Algeria / Alluvione
Da oltre una settimana si stanno registrando forti precipitazioni nella regione desertica dell'Algeria sud-occidentale. Intensi i disagi nei campi profughi sahrawi, messi a dura prova dalle alluvioni. Mentre accorrono i primi aiuti, si torna a parlare della controversa e tutt'ora irrisolta questione che ha privato un popolo della sua terra.

A quasi dieci giorni dall’inizio delle piogge torrenziali nell’estremo sud-ovest del Sahara algerino, l’emergenza umanitaria nei campi profughi sahrawi si fa sempre più acuta. Suddivisi in cinque grandi insediamenti, per un totale di circa 150.000 persone, i campi profughi sono stati messi duramente alla prova dalle piogge che, con eccezionale intensità, stanno ininterrottamente scendendo sulla regione.

Il primo e più colpito tra gli insediamenti è stato quello di Dakhla, 180 km a sud della città algerina Tindouf. I profughi sahrawi, che vivono in abitazioni fatte con mattoni di sabbia cotti al sole, hanno visto le proprie case completamente distrutte. L’allarme, oltre che per i danni delle alluvioni, è scattata anche per l’esplosione di broncopolmonite e dissenteria.

Dopo Dakhla, sono stati colpiti i campi di Smara, Awserd e Boujdour. Neppure il campo di Al Aiun, già danneggiato nel settembre dello scorso anno da una bomba d’acqua, è stato risparmiato dal disastro.

Si teme che l’emergenza possa protrarsi per un periodo piuttosto lungo. Molte delle case ancora in piedi crolleranno con il riapparire del sole, poiché i mattoni di sabbia cotti al sole e impregnati di acqua, asciugandosi in tempi diversi a seconda dell’esposizione, mineranno definitivamente la stabilità delle fragili costruzioni. Si sta cercando tempestivamente di rimuovere gli animali morti dai corsi d’acqua e di bruciarne le carcasse, per impedire il diffondersi di epidemie e l’inquinamento delle falde acquifere.

Arrivano gli aiuti

Nel frattempo è iniziata la gara di solidarietà internazionale per portare cibo, acqua, tende e generi di prima necessità. La situazione è complicata dal fatto che i magazzini centrali della Mezzaluna Rossa Sahrawi sono stati inondati, con la conseguente perdita di molti dei beni alimentari. Il primo a reagire per evacuare le zone colpite è stato il governo algerino, con l’aiuto della Protezione civile. La Mezzaluna Rossa Algerina ha già provveduto all’invio dei primi materiali. Il governo italiano da parte sua ha stanziato 200mila euro, messi a disposizione dell’Alto Commissariato per i Rifugiati (Acnur) per gestire l’emergenza. L’Acnur, che nei campi ha un proprio ufficio, sta coordinando il lavoro delle istituzioni sahrawi, delle altre agenzie delle Nazioni Unite (l’Unicef ha deciso uno stanziamento aggiuntivo) e delle Ong già presenti col proprio personale, tra cui l’italiana Cisp.
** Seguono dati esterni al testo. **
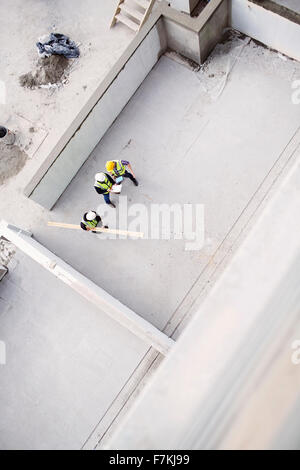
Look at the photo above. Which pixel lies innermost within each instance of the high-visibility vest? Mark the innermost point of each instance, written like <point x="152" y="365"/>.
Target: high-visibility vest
<point x="105" y="185"/>
<point x="119" y="169"/>
<point x="90" y="223"/>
Grande assente per il momento è il governo spagnolo, che i sahrawi ritengono responsabile della mancata decolonizzazione della propria terra.

Un popolo senza terra

Non è la prima volta che i campi profughi vengono colpiti da alluvioni. L’ultima generale fu nel 2006, ma a memoria sahrawi questa è la più disastrosa nei quarant’anni del loro esilio. Fatima Mahfoud, vice-rappresentante del Fronte Polisario in Italia (il movimento poltico che chiede il diritto all’autodeterminazione dekl SharaOccidentale), ha dichiarato che oltre all’urgenza degli aiuti è necessario «dare una risposta al perché i sahrawi si trovino ancora lì».
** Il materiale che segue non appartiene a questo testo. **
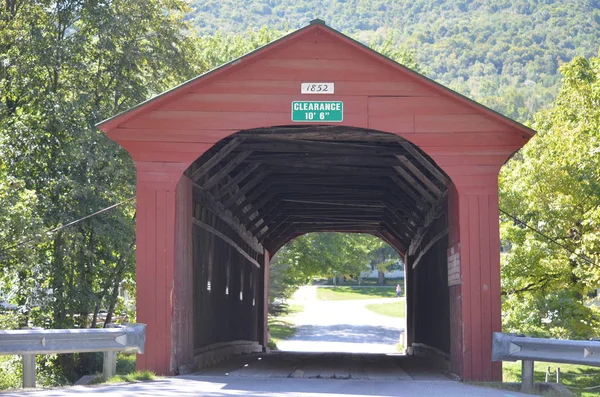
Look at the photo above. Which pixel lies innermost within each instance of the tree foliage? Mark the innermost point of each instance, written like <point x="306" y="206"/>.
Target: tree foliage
<point x="324" y="255"/>
<point x="554" y="186"/>
<point x="504" y="54"/>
Nell’ottobre del 1975 l’esercito marocchino iniziò l’invasione militare del Sahara Occidentale, due settimane dopo che la Corte internazionale di giustizia dell’Aia aveva respinto le pretese di Rabat sulla “marocchinità” della colonia spagnola. Poco più tardi, il 14 novembre, la Spagna firmava a Madrid un accordo segreto con il Marocco e la Mauritania per la divisione del Sahara Occidentale. Il piano di pace sottoscritto dal Marocco e dal Polisario, e fatto proprio dal Consiglio di Sicurezza dell’Onu con l’invio di caschi blu per garantire il cessate il fuoco (1991), è rimasto lettera morta a causa del rifiuto di Rabat di consentire il referendum di autodeterminazione del popolo sahrawi.